Perlmutter shook his head. “Another man was shot in the barn that burned. The autopsy and identification were cover-ups. Booth got away and lived for a number of years, eventually committing suicide in Enid, Oklahoma in 1903.”

“I read somewhere that Stanton burned Booth’s diary,” said Pitt.

“That’s true,” replied Perlmutter. “The damage was done. Stanton had inflamed public opinion against the beaten Confederacy. Lincoln’s plans to help the South back on its feet were buried with his double in a grave in Springfield, Illinois.”

“This mummy in the rocking chair,” whispered Giordino, staring in rigid awe, “sitting here in the remains of a Confederate warship covered by a sand dune in the middle of the Sahara Desert is truly Abraham Lincoln?”

“I’m positive of it,” answered Perlmutter. “An anatomic examination will prove his identity without doubt. In fact, if you’ll recall, grave robbers broke into his tomb but were caught before they could steal the body. What was not revealed but quickly concealed was that the officials who prepared the body for reinterment discovered they had a substitute on their hands. Word came down from Washington ordering them to keep quiet and to fix it so the grave could never be opened again. A hundred tons of concrete were poured over the coffins of Lincoln and his son Tad to prevent future ghouls from desecrating the grave, so they said. But the real truth was to bury all evidence of the crime.”
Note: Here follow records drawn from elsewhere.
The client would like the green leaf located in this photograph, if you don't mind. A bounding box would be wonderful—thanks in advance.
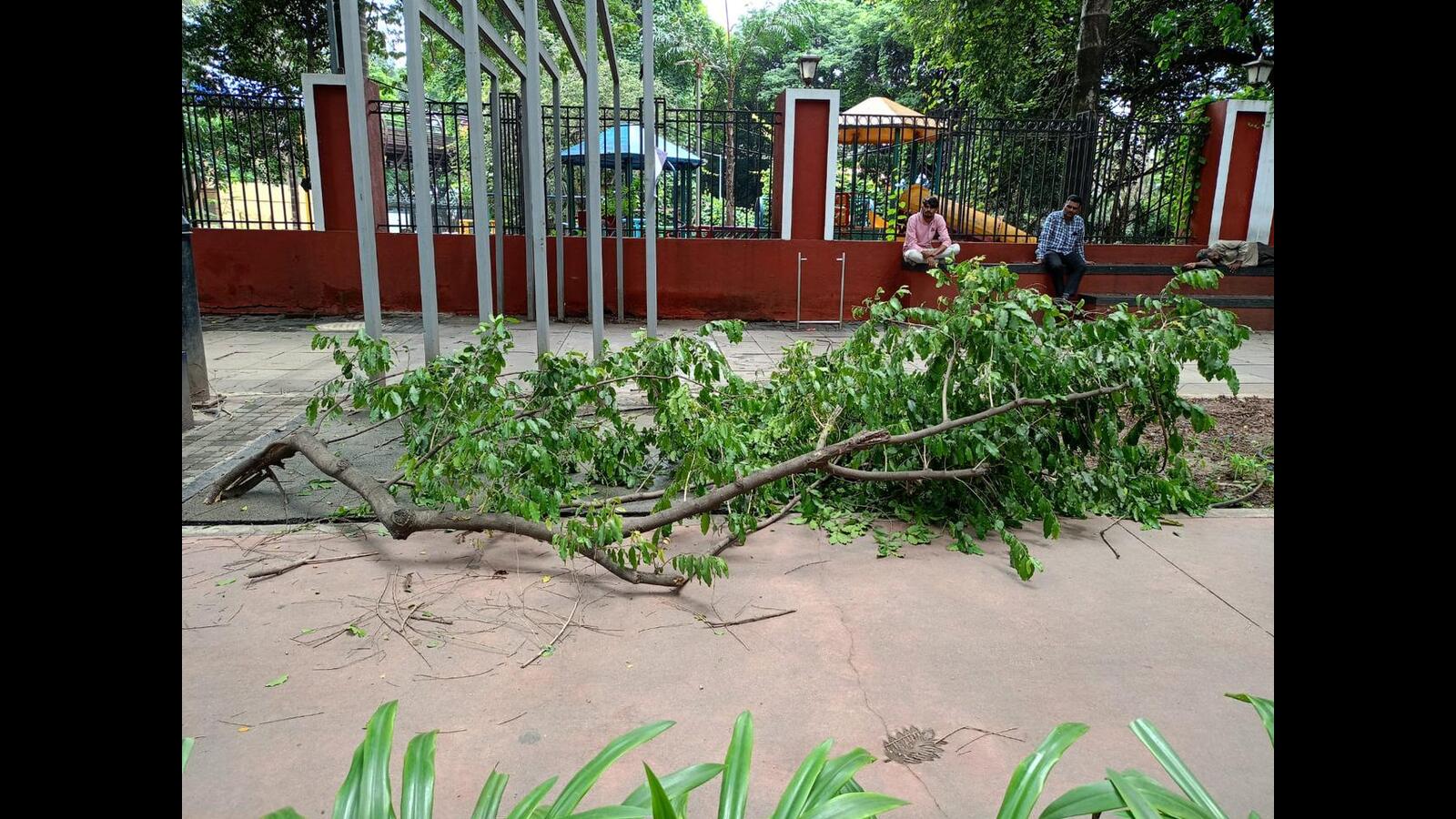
[1130,720,1228,819]
[571,804,652,819]
[804,793,910,819]
[622,763,723,807]
[359,700,399,819]
[642,763,677,819]
[505,777,556,819]
[804,748,875,810]
[470,771,511,819]
[1225,693,1274,746]
[333,742,367,819]
[1107,768,1158,819]
[399,732,440,819]
[774,739,834,819]
[718,711,753,819]
[546,720,675,819]
[996,723,1089,819]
“You realize what this means,” Pitt asked Perlmutter, “don’t you?”

“Do I realize what
what
means?” he muttered dumbly.

“We are about to alter the past,” Pitt explained. “Once we announce what we’ve found here, the most tragic event in United States history will be irrevocably rewritten.”

Perlmutter stared at Pitt in near horror. “You don’t know what you’re saying. Abraham Lincoln is revered as a saint as well as a humble man in American folklore, history books, poems, and novels. The assassination made him a martyr to be revered through the centuries. If we expose Stanton’s fake assassination of him, his image will be shattered, and Americans will be the poorer for it.”

Pitt looked very, very tired, but his face was set and his eyes bright and alive. “No man was admired more for his honesty than Abraham Lincoln. His moral principles and compassion were second to no man. To have died under such deceitful and unconscionable circumstances was against everything he stood for. His remains deserve an honest burial. I have to believe he would have wanted the future generations of the people he served so faithfully to know the truth.”

“I’m with you,” Giordino affirmed steadily. “I’ll be honored to stand next to you when the curtain goes up.”

“There will be a negative uproar,” Perlmutter gasped as if a pair of hands were around his windpipe. “Good God, Dirk, can’t you see? This is a subject best left unknown. The nation must never know.”